My hike at Twin Creek MetroParks on Monday was great. I thought I might be the sole hiker on the trail but several others had gone before me. I made two 9.1 mile loops around the park. As I was hiking in the snow, I became fascinated by the footprints on the path. Some were obviously old as the weather had destroyed the detail of the tread. Others were crisp with tread details making the print look very distinctive. And then there were a few very fresh tracks that reflected a perfect impression of the bottom of the boot (or in my case… sandal). Although I never “caught” anybody I followed several interesting people. One hiker was taking his wolf (or maybe a medium sized dog) for a hike and the dog was either extremely well trained or the hiker had the animal on a leash. I also followed a giant. I put my footprint next to his and I would guess that he wore a size 14+ shoe. And his stride was huge. It took me three steps to match his two. I was kind of glad that I did not catch him. I also followed a cool footprint that just had the air of an expert hiker – I could tell that he knew what he was doing by noticing his choices of foot placement on the slippery downgrades and strategy in moving across the terrain. I quickly realized that the hiker was not only intelligent but also good-looking when I noticed that they were tracks I had made on my first loop : ).
I began to think about the footprints we leave in life. There have been several people in my past that have left me clear prints to follow and emulate. Those prints are crisp and easy to see but not always easy to follow. The strides of some have been huge and I find myself needing to take two or three steps to walk alongside them. The spiritual giants of life “walk a walk” that stretches my faith and understanding. There are also some footprints that appear old and lack relevance. The weather of time and experience has dulled the tracks, bringing the path into question.

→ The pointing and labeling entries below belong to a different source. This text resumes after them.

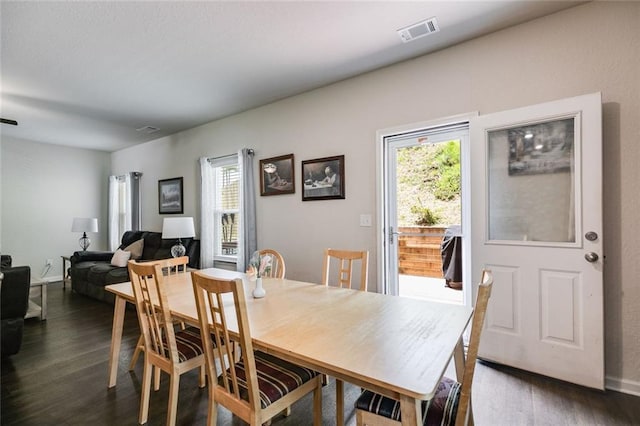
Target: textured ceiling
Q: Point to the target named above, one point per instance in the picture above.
(88, 74)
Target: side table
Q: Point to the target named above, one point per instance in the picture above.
(66, 278)
(34, 309)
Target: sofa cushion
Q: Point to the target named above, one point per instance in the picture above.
(120, 258)
(135, 249)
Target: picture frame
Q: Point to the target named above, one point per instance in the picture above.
(277, 175)
(541, 147)
(170, 196)
(323, 179)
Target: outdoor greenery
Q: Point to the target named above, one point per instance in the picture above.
(429, 184)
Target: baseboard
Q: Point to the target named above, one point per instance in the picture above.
(622, 385)
(52, 279)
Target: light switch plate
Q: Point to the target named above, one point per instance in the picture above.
(365, 220)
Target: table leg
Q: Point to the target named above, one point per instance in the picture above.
(116, 339)
(410, 410)
(43, 302)
(459, 359)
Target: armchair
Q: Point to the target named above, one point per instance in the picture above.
(14, 301)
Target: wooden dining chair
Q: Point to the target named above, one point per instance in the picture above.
(171, 266)
(278, 268)
(451, 404)
(259, 385)
(174, 352)
(345, 259)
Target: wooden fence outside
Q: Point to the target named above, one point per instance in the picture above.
(418, 254)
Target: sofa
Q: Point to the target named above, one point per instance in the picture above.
(14, 301)
(91, 271)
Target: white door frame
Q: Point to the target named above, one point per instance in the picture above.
(381, 234)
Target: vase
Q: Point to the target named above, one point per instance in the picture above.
(259, 291)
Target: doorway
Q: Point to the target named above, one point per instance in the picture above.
(422, 195)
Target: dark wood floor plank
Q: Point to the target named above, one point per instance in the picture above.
(59, 377)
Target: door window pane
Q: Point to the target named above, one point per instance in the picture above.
(531, 182)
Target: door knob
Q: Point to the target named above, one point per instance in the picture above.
(591, 257)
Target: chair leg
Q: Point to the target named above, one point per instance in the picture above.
(212, 414)
(136, 353)
(146, 391)
(317, 404)
(156, 378)
(174, 386)
(203, 380)
(339, 402)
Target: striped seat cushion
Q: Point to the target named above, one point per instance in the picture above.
(441, 410)
(276, 378)
(189, 343)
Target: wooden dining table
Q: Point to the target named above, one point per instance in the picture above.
(396, 346)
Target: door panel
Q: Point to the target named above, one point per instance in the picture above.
(532, 207)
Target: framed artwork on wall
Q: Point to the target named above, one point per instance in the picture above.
(323, 178)
(277, 175)
(170, 196)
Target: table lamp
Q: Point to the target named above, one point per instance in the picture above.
(178, 227)
(84, 225)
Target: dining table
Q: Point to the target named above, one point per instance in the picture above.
(396, 346)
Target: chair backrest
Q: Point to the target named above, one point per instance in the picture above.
(346, 259)
(477, 324)
(153, 310)
(278, 268)
(213, 317)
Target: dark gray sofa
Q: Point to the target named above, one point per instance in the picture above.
(91, 271)
(14, 300)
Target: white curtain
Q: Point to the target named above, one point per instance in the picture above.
(120, 208)
(113, 213)
(247, 235)
(207, 213)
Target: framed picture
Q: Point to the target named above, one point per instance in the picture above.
(170, 196)
(323, 178)
(541, 148)
(277, 175)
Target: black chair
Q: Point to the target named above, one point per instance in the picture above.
(14, 301)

Other than a few tracks in the snow, the wildlife kept their distance and played a stealthy game of peek-a-boo. As I made a bend in the trail I saw two people in the woods to my right. I thought I might be the object of a snowball ambush so I readied myself for a quick drop and roll in order to come up firing my spheres of white flakes. Then I realized that my 30 pound backpack might deter my roll a bit. Instead the commander of the banditos greeted me and shared that she and her son were building a snowman in the woods. On my second loop, I took a picture of the two-foot snow-guard protecting the trail.